The visit to the WRM office was part of their final leg of a week-long tour of Australia, during which they also visited the New South Wales Office of Environment and Heritage, Sydney Olympic Park Wetland, and the University of Sydney in New South Wales, and the Department of Biodiversity, Conservation and Attractions (DBCA) here in Western Australia. Their goal was to learn about best-practice wetland management in Australia, with the hope of applying this new knowledge to wetland conservation and management policies and practices in China.
As the leading department for environmental conservation in China, the NFGA has recently made strides to take charge of wetland conservation and management in the world’s most populous country. And they have a huge job ahead of them! Given its large size and diverse landscapes, China is home to a wide variety of wetland types, including marine/coastal wetlands, rivers, lakes, marshes and constructed wetlands. China’s wetlands cover a total area of over 53 million hectares, distributed from cold to tropical climates, coastal to inland regions, and floodplain to high-mountain altitudes.

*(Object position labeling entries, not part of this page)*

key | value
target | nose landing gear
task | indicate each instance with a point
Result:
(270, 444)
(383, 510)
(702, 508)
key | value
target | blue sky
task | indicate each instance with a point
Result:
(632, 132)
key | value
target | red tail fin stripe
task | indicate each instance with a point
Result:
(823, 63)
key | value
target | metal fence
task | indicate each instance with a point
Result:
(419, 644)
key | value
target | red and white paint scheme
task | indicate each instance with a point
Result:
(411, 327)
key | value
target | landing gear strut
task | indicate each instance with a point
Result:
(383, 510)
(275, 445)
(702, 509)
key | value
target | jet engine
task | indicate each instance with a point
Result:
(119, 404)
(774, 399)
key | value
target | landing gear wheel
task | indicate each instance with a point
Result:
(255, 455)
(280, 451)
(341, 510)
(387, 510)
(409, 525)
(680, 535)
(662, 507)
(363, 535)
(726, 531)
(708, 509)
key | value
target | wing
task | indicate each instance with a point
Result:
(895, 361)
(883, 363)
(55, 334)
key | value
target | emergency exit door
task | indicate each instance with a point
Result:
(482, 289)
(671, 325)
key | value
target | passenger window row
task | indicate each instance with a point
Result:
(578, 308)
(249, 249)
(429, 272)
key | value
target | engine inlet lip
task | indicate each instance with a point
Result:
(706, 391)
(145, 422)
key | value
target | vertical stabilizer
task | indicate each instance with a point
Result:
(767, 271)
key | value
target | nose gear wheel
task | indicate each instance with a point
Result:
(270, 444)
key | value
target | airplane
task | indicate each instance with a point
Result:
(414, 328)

A wide-variety of occupations and departments within the NFGA were represented in the delegation, including deputy directors from the national Wetland Conservation Management Centre, directors of the Chongqing and Qinghai Wetland Conservation Management Centres, directors and inspectors from the Department of Policy and Regulation, various engineers and members from the Forest Planning and Design Institute, among many others.
The delegation spent the morning with WRM. Their visit started with a presentation by Principal Environmental Consultants Adam Harman and Jess Delaney, providing a detailed overview of wetland management practices in Western Australia, including water quality monitoring (with a discussion of comparisons against ANZECC/ARMCANZ default guideline values (DGVs) and the development of site-specific guideline values), and the use of aquatic flora and fauna as biotic indicators in wetland management, plus how it all ties in to Western Australia’s environmental impact assessment (EIA) process.
The visit then moved on to WRM’s in-house laboratory, where our specialist taxonomists discussed macroinvertebrate processing and identification, and the importance of high-resolution, species-level invertebrate data for best-practice environmental monitoring and impact assessment.
Finally, the delegation was given a run-down of WRM’s specialist wetland sampling equipment and its use, including the custom-built Smith-Root (VVP-15B) electrofishing vessel, traditional fyke, seine and gill nets, various box traps, macro- and microinvertebrate sweep and dip nets, water quality meters and much more.
The visit from the NFGA was an undeniable success, with a high level of interest shown by the delegates in WRM’s expertise and knowledge, and an engaging question and answer session held at the end of the presentation. Special thanks go out to the delegation’s interpreter, Chelsea, without whom the presentations and engaging discussion would not have been possible. We hope that the visit provided NFGA delegates with new-found skills and knowledge about best-practice wetland conservation and management in Western Australia, which they can apply to the protection of their vast and varied wetland areas in China.